Whilst browsing the 'Standards' topic I noticed a mention of the Sulphide standards produced by Gerald Czamanske. This reminded me of some images I took a while back, and the story that went with them: I rescued two 1"dia. standard mounts from an old desiccator minutes before they were thrown in a dumpster. After doing some investigation, they turned out to be a set of the Czamanske sulphides. I put them in the SEM to check out what I had. After a quick glance at low mag I was cursing myself for not doing a better job of 'dusting-off' the surface (there appeared to be a large clump of fluff on the surface of one of the standards). I zoomed-in to find a spot to take a quick EDS measurement and this is what I found:
(https://smf.probesoftware.com/oldpics/i58.tinypic.com/x59pif.jpg) (https://smf.probesoftware.com/oldpics/i59.tinypic.com/babu0.jpg)

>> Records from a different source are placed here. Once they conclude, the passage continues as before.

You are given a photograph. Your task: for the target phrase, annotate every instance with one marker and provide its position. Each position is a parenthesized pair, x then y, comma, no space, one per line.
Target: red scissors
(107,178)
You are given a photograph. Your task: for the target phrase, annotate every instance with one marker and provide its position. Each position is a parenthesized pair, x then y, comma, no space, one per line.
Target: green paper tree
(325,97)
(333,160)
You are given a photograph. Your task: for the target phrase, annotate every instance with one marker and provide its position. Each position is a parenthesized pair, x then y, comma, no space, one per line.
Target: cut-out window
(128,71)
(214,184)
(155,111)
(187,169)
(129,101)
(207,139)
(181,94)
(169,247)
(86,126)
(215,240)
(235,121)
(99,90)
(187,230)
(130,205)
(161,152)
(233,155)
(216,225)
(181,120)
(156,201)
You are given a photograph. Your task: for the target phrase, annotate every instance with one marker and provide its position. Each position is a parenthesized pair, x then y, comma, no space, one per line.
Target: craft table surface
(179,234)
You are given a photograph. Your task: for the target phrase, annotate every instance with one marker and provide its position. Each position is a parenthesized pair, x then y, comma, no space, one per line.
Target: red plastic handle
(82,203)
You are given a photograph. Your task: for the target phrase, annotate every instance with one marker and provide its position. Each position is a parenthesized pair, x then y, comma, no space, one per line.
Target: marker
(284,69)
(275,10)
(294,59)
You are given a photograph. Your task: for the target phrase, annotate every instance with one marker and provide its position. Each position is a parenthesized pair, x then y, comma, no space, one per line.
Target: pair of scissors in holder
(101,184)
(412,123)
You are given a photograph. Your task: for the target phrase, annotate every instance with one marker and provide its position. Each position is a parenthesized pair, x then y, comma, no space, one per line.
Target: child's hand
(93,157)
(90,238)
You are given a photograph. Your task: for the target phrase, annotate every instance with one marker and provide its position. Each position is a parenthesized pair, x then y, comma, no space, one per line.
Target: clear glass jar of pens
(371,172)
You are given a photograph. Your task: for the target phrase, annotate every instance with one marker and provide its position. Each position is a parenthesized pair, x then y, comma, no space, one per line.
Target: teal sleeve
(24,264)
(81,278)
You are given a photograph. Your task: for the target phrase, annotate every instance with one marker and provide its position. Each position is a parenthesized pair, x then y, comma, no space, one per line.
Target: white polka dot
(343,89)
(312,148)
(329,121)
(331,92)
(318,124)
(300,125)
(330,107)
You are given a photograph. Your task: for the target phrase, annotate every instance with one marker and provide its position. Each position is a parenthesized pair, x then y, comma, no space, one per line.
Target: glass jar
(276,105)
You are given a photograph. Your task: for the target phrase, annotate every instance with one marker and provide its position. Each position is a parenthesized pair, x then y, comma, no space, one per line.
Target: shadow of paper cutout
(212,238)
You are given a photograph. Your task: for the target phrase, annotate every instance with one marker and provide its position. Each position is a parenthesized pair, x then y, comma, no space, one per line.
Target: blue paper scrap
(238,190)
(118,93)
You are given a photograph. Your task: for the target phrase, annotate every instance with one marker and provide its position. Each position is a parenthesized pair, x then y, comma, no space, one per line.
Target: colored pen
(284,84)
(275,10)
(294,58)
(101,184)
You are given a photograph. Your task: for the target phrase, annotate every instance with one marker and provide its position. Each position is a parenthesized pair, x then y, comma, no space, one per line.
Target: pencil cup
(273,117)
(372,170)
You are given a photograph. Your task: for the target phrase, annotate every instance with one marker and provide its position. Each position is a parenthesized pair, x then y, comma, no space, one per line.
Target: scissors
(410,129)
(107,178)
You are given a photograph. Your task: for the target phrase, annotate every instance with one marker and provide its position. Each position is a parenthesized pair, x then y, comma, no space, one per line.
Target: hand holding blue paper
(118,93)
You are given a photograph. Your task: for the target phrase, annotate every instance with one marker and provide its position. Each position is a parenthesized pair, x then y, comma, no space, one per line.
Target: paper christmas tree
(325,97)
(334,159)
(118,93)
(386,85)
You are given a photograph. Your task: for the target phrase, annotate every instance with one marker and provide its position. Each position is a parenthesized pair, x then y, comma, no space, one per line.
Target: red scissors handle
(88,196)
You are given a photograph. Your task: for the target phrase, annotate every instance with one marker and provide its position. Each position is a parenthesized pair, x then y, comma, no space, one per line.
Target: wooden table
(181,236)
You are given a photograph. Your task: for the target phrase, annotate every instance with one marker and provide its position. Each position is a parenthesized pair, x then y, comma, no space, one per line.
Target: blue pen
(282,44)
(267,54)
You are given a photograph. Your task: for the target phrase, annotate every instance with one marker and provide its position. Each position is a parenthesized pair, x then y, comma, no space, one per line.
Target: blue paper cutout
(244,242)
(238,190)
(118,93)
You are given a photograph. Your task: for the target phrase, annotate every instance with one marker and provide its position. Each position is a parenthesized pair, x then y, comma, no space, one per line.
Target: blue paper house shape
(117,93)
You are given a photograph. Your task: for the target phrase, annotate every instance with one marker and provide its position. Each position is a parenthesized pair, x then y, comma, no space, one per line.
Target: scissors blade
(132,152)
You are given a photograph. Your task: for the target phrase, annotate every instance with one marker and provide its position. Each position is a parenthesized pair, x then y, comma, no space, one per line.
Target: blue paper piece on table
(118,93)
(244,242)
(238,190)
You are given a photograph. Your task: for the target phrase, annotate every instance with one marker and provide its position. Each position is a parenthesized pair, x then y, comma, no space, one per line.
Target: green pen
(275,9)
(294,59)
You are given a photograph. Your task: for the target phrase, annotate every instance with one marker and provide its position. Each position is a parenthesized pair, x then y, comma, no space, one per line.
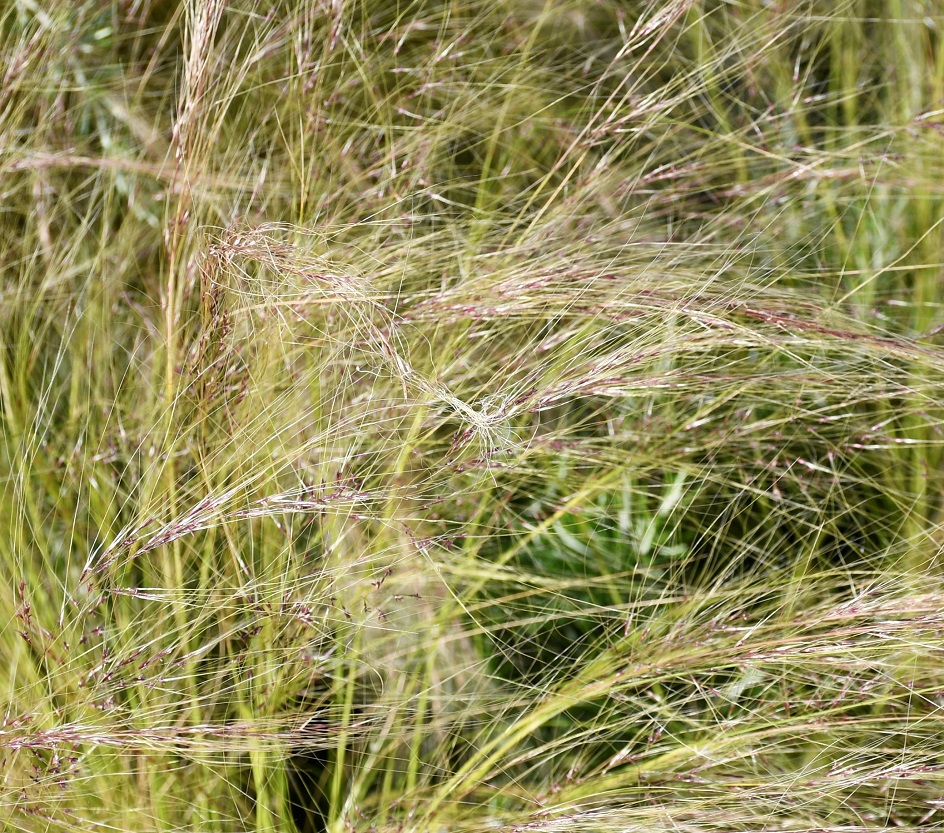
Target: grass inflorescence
(424,416)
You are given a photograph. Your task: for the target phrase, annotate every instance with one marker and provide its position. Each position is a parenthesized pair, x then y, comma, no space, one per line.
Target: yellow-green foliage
(474,415)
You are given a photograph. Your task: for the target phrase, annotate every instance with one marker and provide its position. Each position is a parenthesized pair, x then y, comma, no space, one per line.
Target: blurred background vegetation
(473,415)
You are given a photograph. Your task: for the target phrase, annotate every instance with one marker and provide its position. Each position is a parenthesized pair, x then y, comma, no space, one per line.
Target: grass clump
(468,415)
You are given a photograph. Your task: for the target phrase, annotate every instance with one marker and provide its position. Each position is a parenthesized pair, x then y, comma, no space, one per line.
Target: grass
(425,416)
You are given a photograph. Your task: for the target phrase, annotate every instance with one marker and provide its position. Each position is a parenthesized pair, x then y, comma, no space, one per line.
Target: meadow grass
(459,416)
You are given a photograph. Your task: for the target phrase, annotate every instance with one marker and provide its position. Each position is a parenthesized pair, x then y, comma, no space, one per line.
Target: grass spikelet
(423,416)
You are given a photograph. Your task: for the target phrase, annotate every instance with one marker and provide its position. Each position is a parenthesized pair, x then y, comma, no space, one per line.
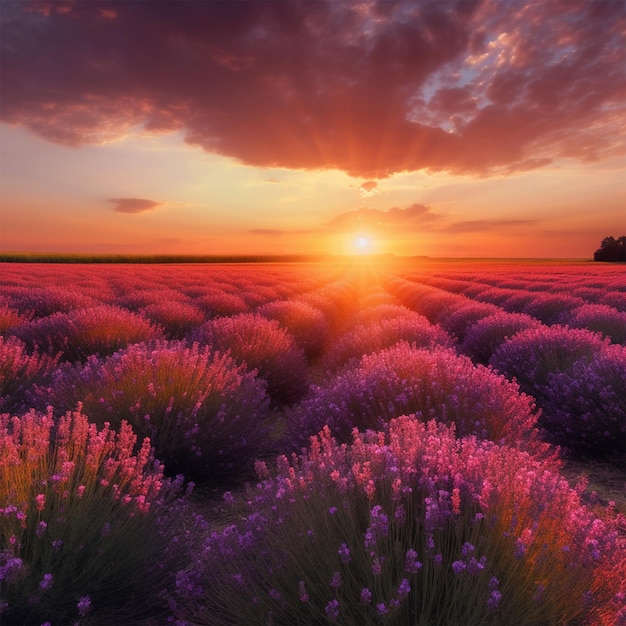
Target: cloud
(418,218)
(369,88)
(473,226)
(271,232)
(412,217)
(368,188)
(134,205)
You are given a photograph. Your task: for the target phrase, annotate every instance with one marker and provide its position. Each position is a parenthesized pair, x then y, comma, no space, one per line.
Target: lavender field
(355,443)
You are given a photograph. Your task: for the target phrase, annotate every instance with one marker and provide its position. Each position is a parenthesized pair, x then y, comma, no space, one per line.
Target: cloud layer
(370,88)
(133,205)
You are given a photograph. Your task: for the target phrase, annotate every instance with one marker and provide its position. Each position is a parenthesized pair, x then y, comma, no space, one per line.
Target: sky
(444,128)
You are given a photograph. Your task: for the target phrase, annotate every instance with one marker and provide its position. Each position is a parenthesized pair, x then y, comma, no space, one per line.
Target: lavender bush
(532,356)
(305,323)
(601,318)
(432,383)
(206,416)
(463,316)
(368,338)
(88,528)
(552,308)
(80,333)
(584,409)
(261,345)
(484,336)
(19,371)
(176,318)
(219,303)
(407,526)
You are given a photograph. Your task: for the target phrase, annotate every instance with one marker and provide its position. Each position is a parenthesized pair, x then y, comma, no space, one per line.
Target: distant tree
(611,249)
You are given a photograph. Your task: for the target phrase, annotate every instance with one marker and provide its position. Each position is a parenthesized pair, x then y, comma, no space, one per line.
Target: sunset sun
(363,244)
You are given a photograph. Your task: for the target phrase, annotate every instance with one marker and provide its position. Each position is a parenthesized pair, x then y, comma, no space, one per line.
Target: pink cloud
(368,88)
(133,205)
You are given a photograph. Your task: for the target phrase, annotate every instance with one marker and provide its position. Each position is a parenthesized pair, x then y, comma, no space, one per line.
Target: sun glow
(362,244)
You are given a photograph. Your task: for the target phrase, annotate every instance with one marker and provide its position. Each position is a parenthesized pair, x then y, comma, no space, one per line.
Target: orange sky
(460,128)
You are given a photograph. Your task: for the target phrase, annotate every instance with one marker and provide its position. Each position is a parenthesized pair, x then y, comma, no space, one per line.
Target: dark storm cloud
(370,88)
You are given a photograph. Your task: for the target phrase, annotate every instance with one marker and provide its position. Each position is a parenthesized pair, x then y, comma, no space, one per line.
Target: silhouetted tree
(611,249)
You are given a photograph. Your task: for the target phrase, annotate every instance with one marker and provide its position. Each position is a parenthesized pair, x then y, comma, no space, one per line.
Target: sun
(363,244)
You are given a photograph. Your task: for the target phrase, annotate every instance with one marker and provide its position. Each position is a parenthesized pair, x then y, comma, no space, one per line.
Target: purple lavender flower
(332,609)
(344,553)
(405,588)
(84,605)
(494,600)
(46,582)
(366,595)
(411,564)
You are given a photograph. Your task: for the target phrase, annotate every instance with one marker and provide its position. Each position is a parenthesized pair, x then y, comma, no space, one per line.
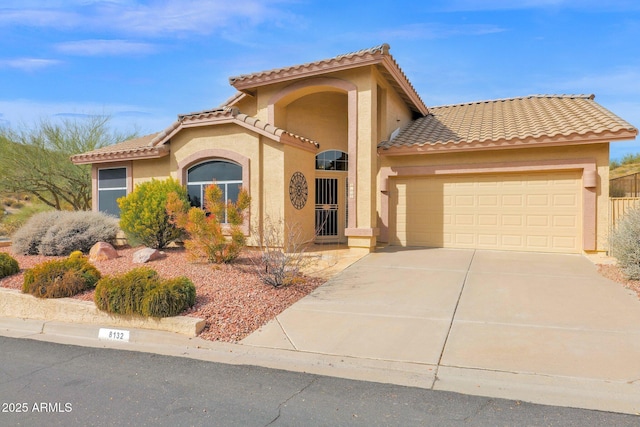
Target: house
(347,149)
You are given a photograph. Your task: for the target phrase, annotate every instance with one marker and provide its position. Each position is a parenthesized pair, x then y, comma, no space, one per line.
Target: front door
(330,209)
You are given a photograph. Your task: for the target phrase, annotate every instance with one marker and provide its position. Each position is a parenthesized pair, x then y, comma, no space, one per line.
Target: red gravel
(612,272)
(230,298)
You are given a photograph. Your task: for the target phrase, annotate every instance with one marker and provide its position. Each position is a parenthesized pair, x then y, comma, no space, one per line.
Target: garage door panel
(532,211)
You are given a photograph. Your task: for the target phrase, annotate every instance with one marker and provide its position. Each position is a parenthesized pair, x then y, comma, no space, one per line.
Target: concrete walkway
(539,327)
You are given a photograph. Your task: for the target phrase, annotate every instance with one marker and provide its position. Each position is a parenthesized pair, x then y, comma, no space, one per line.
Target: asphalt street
(52,384)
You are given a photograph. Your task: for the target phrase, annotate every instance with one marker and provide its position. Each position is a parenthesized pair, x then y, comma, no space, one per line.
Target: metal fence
(625,186)
(618,206)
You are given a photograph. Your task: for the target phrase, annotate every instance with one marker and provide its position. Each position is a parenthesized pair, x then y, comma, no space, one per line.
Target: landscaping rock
(145,255)
(102,251)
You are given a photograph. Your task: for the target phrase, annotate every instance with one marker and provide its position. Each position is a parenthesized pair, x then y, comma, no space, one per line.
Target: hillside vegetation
(629,164)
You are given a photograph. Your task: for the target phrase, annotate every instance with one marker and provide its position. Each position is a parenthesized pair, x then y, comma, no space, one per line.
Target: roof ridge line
(516,98)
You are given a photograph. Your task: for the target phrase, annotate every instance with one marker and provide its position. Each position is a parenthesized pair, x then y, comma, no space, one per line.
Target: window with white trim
(112,184)
(225,174)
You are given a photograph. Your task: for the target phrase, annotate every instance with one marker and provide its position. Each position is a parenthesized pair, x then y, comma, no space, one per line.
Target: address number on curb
(113,335)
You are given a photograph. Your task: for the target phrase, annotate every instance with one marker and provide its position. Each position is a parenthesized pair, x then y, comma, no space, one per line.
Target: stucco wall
(321,117)
(297,160)
(597,152)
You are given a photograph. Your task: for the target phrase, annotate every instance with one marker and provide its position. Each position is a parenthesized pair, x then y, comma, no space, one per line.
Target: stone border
(14,303)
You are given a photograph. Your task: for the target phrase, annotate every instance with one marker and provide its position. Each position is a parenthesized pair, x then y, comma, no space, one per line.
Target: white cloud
(28,64)
(584,5)
(104,48)
(156,18)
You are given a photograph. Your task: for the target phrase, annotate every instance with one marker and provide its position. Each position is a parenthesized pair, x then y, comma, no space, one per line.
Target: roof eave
(537,142)
(392,68)
(139,154)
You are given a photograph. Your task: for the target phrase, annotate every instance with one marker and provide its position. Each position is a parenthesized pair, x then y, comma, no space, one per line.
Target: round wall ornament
(298,190)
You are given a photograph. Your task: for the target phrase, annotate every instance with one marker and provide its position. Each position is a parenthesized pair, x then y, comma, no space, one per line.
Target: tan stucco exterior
(358,104)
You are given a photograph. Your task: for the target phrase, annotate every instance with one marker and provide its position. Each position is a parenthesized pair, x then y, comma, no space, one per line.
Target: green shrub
(624,244)
(123,294)
(169,298)
(8,265)
(61,278)
(78,231)
(206,239)
(141,291)
(59,233)
(143,215)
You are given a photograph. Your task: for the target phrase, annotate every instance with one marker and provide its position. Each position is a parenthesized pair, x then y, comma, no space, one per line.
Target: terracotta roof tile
(153,145)
(378,56)
(548,117)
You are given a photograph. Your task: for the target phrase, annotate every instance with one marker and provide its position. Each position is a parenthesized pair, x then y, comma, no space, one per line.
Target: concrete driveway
(479,322)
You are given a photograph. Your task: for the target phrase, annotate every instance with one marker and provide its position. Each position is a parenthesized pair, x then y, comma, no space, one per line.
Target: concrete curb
(586,393)
(15,304)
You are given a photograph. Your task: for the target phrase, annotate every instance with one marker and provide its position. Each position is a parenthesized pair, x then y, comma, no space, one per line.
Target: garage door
(528,212)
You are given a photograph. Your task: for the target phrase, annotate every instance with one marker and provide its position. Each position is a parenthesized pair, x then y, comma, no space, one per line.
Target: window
(112,184)
(332,160)
(226,175)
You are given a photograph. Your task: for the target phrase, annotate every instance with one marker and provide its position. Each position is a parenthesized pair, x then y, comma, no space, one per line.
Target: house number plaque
(298,190)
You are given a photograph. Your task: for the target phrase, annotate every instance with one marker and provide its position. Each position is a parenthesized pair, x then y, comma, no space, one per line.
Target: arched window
(332,160)
(226,175)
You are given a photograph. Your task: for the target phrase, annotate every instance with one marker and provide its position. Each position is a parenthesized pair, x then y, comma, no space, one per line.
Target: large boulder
(146,254)
(102,251)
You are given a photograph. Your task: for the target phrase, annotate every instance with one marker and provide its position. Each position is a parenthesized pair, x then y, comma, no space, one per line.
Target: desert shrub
(143,215)
(282,253)
(8,265)
(616,191)
(169,298)
(78,231)
(10,224)
(26,241)
(61,278)
(141,291)
(207,239)
(62,232)
(624,244)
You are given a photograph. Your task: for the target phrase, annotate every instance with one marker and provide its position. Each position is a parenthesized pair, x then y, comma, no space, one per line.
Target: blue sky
(146,61)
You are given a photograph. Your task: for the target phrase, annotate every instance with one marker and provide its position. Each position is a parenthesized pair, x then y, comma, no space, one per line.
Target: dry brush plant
(207,239)
(59,233)
(624,244)
(143,215)
(60,278)
(282,253)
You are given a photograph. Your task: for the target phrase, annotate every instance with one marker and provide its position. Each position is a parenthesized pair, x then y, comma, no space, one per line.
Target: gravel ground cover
(231,298)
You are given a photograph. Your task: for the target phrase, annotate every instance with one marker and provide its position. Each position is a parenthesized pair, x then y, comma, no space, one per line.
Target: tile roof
(134,148)
(503,122)
(378,56)
(154,145)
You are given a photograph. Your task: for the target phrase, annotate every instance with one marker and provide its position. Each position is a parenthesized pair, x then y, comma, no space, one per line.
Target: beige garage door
(530,212)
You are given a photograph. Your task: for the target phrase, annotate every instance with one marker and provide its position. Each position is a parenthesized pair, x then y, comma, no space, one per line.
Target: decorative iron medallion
(298,190)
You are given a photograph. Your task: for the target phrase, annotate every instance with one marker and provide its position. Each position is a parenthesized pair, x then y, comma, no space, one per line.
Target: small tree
(143,214)
(36,160)
(282,253)
(207,240)
(624,244)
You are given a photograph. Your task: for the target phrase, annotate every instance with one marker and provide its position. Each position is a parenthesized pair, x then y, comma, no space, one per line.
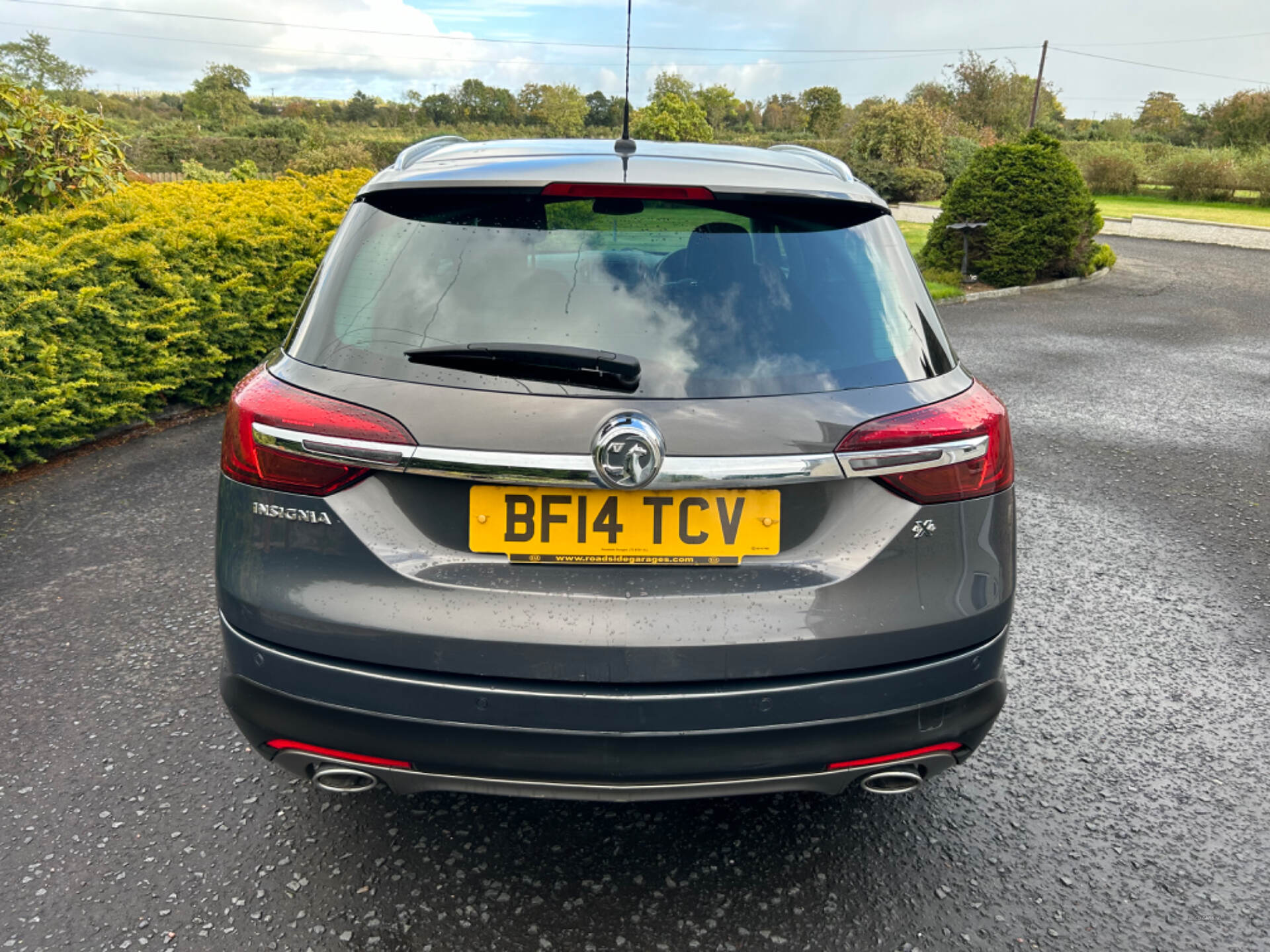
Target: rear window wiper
(582,367)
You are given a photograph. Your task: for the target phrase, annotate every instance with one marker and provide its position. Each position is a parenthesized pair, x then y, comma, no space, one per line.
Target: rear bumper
(611,742)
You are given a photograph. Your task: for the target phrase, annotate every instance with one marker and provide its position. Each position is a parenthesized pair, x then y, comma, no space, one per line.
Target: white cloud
(335,63)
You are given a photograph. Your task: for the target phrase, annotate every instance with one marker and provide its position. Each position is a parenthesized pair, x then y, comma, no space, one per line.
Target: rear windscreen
(716,299)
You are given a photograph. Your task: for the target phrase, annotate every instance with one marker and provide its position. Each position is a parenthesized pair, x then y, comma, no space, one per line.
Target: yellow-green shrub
(157,294)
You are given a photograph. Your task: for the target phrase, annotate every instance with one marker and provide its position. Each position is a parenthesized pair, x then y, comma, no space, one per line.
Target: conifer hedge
(154,295)
(1039,212)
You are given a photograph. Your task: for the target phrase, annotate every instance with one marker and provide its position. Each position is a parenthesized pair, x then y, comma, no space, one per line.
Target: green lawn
(915,234)
(915,237)
(1230,212)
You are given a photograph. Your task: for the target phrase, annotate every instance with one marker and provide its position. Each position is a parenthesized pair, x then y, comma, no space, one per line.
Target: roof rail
(836,165)
(409,155)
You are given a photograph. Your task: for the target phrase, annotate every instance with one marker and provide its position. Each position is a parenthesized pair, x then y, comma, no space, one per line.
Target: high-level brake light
(587,190)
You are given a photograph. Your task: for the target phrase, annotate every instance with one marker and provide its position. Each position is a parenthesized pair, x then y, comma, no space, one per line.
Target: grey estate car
(615,475)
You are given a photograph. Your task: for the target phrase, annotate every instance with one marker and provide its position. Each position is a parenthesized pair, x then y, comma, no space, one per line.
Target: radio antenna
(625,146)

This is an image of the surface of the pure Ag standard. As far as I can tell, the crystals growing on the surface are all the same phase: Ag2S.
I remember being told in a geochemistry class that this is why there is always a bone spoon in a silver cutlery set!
Trivia on the silver sulphide:
This effect causes major problems on silver connectors in industrial (SO2 rich environments).
I have also heard that the telephone exchange at Rotaurua in NZ has a double air environment.
It is also of great use in sepia toning of B&W prints.
The latter is employed to see the S distribution in steel.... an unexposed (or developed for that matter) piece of acid soaked photographic paper is placed on a ground/polished steel sample. Any S rich inclusions or regions create H2S and these react with the Ag in the paper to leave brown spots. It's called a sulphur print.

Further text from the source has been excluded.